06 May 2008

(Ir)responsibilty in the fourth estate

Another touch of synchronicity, this morning, between that part of Thinking Through My Fingers' post which deals with journalistic ethics and my own thinking over night.

There is a humanitarian disaster in Myanmar (aka Burma). The officially estimated death toll rose over a few hours from 350 to ten thousand, and the figure on offer this morning is fifteen thousand - it will probably rise further.

In the face of this, the normally rejectionist military régime in Myanmar has shown signs of considering unusual levels of international access for aid purposes.

Last night, more than one news organisation trumpeted their success in getting undercover reporters into forbidden areas. In normal times, I would applaud this refusal to accept censorship... but at a time when it could compromise the attitude of the régime to outsiders and, therefore, lives of thousands, I find myself uncertain.

I feel more than just uncertainty over a similar situation in Zimbabwe, since the election there. The BBC put in an illegal roving reportage team (the BBC is banned from operating inside Zimbabwe) and I cheered. The team are taking risks, but that is their own decision to make. They are not, by virtue of being there, exposing others to risk; in fact, the light of publicity may conceivably help.

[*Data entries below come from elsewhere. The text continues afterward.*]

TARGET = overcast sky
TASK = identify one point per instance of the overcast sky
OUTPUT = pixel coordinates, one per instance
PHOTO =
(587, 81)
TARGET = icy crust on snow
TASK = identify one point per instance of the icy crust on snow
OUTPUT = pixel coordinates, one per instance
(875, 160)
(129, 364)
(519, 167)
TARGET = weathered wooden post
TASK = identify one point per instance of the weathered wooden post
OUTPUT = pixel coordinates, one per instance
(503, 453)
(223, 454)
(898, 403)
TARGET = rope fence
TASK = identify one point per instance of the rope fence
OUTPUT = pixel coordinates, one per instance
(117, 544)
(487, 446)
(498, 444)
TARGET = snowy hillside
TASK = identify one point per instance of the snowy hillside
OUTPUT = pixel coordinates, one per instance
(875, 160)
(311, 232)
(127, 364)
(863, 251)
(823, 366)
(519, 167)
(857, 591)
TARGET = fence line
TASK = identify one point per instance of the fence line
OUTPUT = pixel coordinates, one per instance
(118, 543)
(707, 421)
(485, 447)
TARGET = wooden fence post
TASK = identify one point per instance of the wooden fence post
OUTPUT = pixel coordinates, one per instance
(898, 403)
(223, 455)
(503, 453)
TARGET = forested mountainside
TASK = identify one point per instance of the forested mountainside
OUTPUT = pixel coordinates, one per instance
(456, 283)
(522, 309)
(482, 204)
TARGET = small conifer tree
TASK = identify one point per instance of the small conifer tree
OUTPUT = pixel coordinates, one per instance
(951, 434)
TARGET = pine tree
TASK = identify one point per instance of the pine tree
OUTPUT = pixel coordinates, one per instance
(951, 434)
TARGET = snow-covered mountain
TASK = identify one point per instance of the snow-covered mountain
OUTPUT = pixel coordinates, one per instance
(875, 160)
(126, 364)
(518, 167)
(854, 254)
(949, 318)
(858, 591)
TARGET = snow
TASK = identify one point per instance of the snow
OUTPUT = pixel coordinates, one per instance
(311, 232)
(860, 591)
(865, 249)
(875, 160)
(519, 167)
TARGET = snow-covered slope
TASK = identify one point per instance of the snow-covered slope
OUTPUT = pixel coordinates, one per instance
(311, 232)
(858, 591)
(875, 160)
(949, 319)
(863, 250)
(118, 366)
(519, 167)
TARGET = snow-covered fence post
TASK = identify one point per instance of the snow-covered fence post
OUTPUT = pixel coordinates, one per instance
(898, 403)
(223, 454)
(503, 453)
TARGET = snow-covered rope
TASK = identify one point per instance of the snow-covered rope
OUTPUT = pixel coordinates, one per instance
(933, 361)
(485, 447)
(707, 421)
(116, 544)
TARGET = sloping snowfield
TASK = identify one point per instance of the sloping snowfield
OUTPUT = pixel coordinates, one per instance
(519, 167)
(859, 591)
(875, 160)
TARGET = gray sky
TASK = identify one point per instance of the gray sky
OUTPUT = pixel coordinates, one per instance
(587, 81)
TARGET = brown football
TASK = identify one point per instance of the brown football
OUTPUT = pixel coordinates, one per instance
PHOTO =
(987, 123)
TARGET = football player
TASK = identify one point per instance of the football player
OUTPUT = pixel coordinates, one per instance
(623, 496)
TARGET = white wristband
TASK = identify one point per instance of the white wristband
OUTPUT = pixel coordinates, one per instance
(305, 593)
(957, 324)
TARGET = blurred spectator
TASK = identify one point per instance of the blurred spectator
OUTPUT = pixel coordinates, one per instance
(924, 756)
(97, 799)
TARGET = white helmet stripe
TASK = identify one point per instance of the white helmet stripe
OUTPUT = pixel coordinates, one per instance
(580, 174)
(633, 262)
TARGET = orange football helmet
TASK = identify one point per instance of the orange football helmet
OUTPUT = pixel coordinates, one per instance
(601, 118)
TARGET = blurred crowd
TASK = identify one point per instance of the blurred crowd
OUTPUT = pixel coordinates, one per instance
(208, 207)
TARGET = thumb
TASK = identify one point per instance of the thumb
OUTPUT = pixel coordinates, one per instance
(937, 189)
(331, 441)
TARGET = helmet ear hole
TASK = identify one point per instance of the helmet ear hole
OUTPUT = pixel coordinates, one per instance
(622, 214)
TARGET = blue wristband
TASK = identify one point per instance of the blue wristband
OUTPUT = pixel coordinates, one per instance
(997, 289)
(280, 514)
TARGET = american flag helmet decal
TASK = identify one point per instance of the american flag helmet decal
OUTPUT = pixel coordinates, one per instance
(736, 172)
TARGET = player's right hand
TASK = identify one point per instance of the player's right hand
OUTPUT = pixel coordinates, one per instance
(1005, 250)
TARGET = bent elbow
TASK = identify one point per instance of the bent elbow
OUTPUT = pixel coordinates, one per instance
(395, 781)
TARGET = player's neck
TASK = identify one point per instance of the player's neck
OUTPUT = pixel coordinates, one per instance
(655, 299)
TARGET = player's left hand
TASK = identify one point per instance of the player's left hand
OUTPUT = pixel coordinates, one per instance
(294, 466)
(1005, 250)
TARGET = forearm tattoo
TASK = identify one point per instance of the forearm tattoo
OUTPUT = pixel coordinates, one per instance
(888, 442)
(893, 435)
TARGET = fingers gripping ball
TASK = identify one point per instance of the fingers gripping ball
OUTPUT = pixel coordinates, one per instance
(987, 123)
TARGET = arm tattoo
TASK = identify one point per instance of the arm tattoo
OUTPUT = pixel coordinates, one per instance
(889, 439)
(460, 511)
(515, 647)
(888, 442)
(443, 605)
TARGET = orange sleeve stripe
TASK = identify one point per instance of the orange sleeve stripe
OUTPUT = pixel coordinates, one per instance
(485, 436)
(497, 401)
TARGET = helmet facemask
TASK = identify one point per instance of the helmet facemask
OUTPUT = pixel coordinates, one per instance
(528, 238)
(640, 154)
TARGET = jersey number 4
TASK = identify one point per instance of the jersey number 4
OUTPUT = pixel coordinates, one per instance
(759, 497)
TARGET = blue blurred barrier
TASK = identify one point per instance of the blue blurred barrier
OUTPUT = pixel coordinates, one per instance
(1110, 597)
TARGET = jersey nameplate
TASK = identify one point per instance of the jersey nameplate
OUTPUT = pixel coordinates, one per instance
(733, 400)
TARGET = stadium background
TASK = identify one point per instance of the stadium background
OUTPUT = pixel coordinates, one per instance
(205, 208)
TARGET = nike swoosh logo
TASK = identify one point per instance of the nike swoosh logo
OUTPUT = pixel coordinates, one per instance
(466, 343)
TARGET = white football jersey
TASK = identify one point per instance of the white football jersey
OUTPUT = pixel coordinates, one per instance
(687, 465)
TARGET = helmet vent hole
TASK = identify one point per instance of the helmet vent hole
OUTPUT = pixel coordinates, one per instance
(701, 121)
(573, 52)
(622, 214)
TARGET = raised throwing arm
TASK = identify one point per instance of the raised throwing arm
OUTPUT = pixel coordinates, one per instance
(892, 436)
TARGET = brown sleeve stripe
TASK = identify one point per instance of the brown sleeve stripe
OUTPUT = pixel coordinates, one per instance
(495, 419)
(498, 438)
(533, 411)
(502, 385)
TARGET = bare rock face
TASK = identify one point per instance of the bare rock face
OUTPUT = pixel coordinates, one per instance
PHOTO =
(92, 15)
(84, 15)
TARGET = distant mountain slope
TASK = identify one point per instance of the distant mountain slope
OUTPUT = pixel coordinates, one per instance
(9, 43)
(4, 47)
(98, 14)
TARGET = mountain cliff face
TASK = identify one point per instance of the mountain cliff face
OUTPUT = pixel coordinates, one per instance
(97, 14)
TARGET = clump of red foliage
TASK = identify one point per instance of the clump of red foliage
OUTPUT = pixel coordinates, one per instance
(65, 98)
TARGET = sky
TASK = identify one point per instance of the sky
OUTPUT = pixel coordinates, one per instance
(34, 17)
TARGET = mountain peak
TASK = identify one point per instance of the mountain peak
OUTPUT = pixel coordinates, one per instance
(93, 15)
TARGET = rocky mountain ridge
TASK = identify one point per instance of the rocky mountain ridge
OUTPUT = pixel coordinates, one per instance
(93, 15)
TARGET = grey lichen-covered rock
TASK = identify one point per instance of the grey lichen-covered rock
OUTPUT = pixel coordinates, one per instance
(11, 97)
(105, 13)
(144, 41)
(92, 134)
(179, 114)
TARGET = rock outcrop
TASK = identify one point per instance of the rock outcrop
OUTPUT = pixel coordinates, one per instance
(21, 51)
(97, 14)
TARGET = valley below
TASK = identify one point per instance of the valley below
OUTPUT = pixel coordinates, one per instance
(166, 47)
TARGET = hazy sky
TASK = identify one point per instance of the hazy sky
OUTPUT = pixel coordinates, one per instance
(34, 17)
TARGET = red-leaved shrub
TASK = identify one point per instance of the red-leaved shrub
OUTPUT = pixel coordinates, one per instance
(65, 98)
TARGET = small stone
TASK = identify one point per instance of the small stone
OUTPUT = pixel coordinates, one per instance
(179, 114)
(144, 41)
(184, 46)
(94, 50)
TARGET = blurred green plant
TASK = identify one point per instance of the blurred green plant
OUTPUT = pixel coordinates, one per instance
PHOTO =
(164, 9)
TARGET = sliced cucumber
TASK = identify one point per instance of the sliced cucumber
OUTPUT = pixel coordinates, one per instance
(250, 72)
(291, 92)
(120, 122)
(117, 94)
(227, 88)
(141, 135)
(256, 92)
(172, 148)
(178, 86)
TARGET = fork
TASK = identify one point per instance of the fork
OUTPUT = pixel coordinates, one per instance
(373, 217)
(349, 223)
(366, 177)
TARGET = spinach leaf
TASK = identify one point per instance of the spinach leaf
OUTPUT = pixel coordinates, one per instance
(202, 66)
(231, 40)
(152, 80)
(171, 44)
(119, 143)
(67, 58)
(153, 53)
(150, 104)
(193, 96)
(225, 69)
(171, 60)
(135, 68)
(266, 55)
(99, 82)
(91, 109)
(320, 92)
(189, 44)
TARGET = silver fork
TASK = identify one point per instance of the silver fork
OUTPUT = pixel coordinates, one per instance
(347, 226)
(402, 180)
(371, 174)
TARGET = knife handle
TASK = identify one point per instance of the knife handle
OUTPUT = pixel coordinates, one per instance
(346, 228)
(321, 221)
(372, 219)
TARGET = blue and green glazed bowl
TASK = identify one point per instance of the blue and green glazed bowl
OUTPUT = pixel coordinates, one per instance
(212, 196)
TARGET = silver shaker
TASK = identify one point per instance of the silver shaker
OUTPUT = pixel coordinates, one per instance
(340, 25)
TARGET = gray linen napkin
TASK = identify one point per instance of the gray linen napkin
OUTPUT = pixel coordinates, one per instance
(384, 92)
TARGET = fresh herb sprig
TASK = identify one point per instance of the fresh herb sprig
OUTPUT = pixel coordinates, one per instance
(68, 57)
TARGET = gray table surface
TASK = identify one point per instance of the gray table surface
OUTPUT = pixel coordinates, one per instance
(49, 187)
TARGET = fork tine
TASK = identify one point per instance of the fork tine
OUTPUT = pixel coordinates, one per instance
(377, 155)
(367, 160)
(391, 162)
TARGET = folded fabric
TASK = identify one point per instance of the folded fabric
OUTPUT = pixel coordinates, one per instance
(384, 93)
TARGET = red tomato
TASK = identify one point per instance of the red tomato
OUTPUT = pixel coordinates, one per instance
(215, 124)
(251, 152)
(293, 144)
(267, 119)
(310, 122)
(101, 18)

Then a rival British news organisation followed suit. Fair enough, the more the merrier. But then the rival team started sending out material which included conversations with recognisable individuals. Those individuals will still be there, vulnerable to violence, when the reporter and camera have moved on ... and that is sheer immoral irresponsibility. At that point, I was no longer cheering; I was disgusted.